Berita sering dianggap sebagai cermin realitas. Namun, apakah benar teks berita hanya menyajikan fakta apa adanya? Jika dianalogikan dengan sebuah toko, barang dagangan utama lembaga jurnalistik adalah berita. Nasib perusahaan media ditentukan oleh kualitas beritanya (Barus, 2010). Jika beritanya “laku,” iklan akan masuk; jika tidak, media bisa bangkrut.
Pertanyaan kuncinya: apa sebenarnya yang dimaksud dengan berita? Dan lebih jauh, bagaimana cara berita dikonstruksi hingga bisa memengaruhi cara kita memandang realitas?
Hakikat Berita Menurut Pandangan Timur dan Barat
Untuk memahami berita sebagai laporan atas fakta, kita perlu melihat bagaimana berbagai tradisi pers memaknai istilah “berita.” Tidak semua bangsa atau sistem politik mendefinisikan berita dengan cara yang sama. Ada perbedaan tajam antara cara pandang pers di negara-negara Timur yang cenderung sosialis-komunis, di negara-negara Barat yang liberal-kapitalis, serta pemikiran tokoh pers Indonesia sendiri.
Perbedaan ini menunjukkan bahwa berita bukanlah sesuatu yang universal dan tunggal, melainkan konsep yang dipengaruhi oleh sistem sosial, politik, dan ideologi tempat media itu berada.
1. Pers Timur: Berita sebagai Alat Negara
Dalam tradisi Pers Timur yang berasaskan sosialis-komunis, berita bukanlah komoditas. Berita dipandang sebagai instrumen negara untuk mendidik rakyat dan menjaga stabilitas politik (Kusumaningrat & Kusumaningrat, 2012). Media di sini berfungsi sebagai perpanjangan tangan negara, bukan sebagai bisnis.
2. Pers Barat: Berita sebagai Komoditas
Berbeda dengan itu, Pers Barat memandang berita sebagai barang dagangan. Artinya, berita harus menarik agar “laku dijual.” Lord Northcliffe mendefinisikan berita sebagai “anything out of the ordinary.” Walkley menambahkan unsur kejutan: “combined with the element of surprise.” Maka, anjing menggigit manusia bukan berita, tetapi manusia menggigit anjing adalah berita.
Williard C. Bleyer menegaskan bahwa berita adalah kejadian aktual yang layak dimuat karena bernilai bagi pembaca.
3. Perspektif Indonesia: Jacob Oetama
Tokoh pers Indonesia, Jacob Oetama, menyatakan bahwa berita bukan fakta, melainkan laporan tentang fakta itu sendiri. Peristiwa menjadi berita hanya ketika dilaporkan wartawan dan masuk ke kesadaran publik. Artinya, berita adalah hasil rekonstruksi fakta, bukan fakta murni.

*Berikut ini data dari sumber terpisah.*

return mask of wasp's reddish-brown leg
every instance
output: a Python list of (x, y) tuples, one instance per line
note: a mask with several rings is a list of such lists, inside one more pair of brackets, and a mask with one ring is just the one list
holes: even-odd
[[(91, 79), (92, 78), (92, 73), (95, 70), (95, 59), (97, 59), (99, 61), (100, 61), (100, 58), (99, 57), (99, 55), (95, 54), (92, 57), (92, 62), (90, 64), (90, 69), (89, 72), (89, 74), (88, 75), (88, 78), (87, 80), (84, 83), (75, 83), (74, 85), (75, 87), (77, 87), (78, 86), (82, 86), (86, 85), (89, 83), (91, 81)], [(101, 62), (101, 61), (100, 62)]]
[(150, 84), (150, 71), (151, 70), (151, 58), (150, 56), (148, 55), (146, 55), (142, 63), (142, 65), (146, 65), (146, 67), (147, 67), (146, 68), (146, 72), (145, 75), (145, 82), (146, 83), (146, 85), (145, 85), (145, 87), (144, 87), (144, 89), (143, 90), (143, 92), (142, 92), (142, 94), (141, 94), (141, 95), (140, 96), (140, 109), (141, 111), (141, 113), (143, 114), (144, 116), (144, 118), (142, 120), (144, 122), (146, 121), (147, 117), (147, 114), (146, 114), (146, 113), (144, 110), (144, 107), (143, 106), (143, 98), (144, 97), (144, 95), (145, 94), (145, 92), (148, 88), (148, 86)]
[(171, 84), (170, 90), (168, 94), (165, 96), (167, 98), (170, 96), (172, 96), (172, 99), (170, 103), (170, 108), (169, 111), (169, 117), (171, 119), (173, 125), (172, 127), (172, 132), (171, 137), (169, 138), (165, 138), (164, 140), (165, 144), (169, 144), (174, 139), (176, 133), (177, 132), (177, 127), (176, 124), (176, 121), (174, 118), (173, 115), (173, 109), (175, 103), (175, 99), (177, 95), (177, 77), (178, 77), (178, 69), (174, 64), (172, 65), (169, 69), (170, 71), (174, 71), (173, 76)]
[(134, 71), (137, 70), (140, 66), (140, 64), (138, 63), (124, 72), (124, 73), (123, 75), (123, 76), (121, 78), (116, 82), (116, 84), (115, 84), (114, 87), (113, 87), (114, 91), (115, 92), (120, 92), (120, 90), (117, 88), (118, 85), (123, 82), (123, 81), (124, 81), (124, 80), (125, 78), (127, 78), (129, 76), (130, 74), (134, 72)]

Berita Bukan Fakta, Melainkan Laporan atas Fakta
Teun A. van Dijk (1988b) membedakan dua jenis berita:
- Berita di media massa (cetak, elektronik, digital) → layak dianalisis karena bersifat publik.

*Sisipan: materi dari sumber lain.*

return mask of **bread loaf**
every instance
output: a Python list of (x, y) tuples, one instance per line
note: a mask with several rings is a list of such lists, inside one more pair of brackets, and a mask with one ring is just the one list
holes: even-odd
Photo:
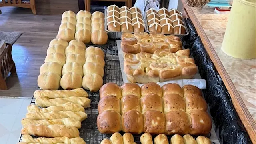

- Berita antarindividu → misalnya kabar dari mulut ke mulut, yang lebih bersifat personal.
Dalam kajian ini, fokus kita adalah berita yang dipublikasikan media massa karena di situlah ideologi bekerja.
Dari berbagai definisi di atas, jelas bahwa berita selalu melibatkan interpretasi. Berita tidak pernah identik dengan peristiwa yang terjadi di lapangan. Ia adalah hasil rekonstruksi wartawan dan redaksi. Setiap tahap dalam proses jurnalistik melibatkan seleksi, penyusunan, dan pengemasan yang sarat perspektif dan ideologi.
- Perencanaan liputan
- Redaksi menentukan isu apa yang layak diliput.
- Keputusan ini dipengaruhi banyak faktor: nilai berita (news values), kepentingan publik, bahkan agenda politik atau bisnis media.
- Dari ratusan peristiwa setiap hari, hanya segelintir yang dipilih menjadi berita.
- Peliputan di lapangan
- Wartawan hadir di lokasi, memilih narasumber, dan mencatat peristiwa.
- Namun, wartawan tidak mungkin menuliskan semua detail. Ia harus menyeleksi fakta mana yang dianggap penting, relevan, atau sesuai dengan angle liputan yang sudah ditetapkan.
- Pilihan narasumber juga memengaruhi sudut pandang yang muncul.
- Penulisan berita
- Fakta lapangan kemudian ditulis dengan struktur tertentu, misalnya piramida terbalik (lead, body, ending).
- Dalam tahap ini, bahasa berperan penting. Pemilihan kata bisa menonjolkan pihak tertentu sekaligus menyamarkan pihak lain.
- Ideologi media mulai tampak: bagaimana peristiwa diposisikan, siapa yang dianggap aktor utama, dan apa yang ditekankan.
- Penyuntingan (self-editing dan editor redaksi)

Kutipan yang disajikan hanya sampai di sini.